"Genç kadının yüzü tahmin ettiğinden de güzeldi. İri gözleri akşam kadar siyahtı. Dudakları bir çift kırmızı gül yaprağıydı. Saçları cehennemin tutkulu alevleriydi.
Sanem Destina sırlarla dolu bir kadındır. Ne olduğunu bilemeyiz. Ama onu severiz. Sanem anlatılamaz. O'nu kendiniz keşfetmeniz lazım. O'nun hakkında ne söylesem de güvenmeyin bana.
Ben sadece gördüklerimi aktarırım fakat Sanem gördüklerimden fazlasıdır.
Günah Ve Ödül benliği oluşturma süreci ile bir sanat eserini yaratma süreci arasındaki ilişki üzerine karmaşık ve derin bir tefekkürün ifadesidir.
Sanatın felsefeye felsefenin sanata dönüştürüldüğü bir romandır. Ruhun aşk olarak adlandırdığı hastalığın bütün evrelerinin detaylı bir raporunu içerir.
Sanatsal açıdan mükemmel ve acayip bir öyküdür.
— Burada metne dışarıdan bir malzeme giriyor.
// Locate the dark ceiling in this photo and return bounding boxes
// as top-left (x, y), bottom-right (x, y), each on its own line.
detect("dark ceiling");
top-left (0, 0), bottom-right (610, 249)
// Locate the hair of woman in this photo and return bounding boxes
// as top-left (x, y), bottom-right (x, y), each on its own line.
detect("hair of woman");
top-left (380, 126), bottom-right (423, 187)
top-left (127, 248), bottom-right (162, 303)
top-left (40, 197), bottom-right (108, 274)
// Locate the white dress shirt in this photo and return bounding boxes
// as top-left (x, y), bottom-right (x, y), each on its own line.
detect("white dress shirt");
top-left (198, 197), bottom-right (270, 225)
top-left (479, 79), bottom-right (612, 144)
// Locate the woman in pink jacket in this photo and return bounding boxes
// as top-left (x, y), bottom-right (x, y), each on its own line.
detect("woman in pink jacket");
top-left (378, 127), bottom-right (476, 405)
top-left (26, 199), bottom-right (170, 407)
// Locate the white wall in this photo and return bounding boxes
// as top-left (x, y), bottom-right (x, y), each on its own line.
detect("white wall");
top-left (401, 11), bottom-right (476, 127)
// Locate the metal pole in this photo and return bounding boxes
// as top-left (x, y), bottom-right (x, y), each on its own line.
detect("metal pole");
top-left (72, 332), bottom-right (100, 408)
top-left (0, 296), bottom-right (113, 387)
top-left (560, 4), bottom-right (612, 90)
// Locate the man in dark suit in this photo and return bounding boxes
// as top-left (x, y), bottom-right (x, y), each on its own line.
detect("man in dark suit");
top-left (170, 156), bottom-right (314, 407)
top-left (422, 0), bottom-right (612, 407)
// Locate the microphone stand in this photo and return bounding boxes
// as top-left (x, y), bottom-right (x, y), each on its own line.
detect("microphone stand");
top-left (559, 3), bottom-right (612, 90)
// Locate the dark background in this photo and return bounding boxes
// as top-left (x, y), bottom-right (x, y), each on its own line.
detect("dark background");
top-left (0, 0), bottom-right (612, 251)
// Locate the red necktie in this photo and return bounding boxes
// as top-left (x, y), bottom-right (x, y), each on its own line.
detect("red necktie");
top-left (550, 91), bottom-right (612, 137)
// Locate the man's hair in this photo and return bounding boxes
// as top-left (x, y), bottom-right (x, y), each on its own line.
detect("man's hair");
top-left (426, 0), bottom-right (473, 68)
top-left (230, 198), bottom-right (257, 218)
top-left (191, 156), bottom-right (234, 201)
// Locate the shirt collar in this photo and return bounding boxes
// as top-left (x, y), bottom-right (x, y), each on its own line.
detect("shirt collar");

Hoş bir estetik yolculuktur.
Bordo renkte bir çalışmadır Günah Ve Ödül; tutkunun kırmızısı ve melankolinin siyahıyla yoğrulmuştur.
Bu romanı okurken; gerçek ile yanılsama arasındaki farkı göremeyecek kadar aklınız karışacak. Şiirsel bir yolculukta; erdem ahlak ve iyilik kavramlarını sorgulayacaksınız.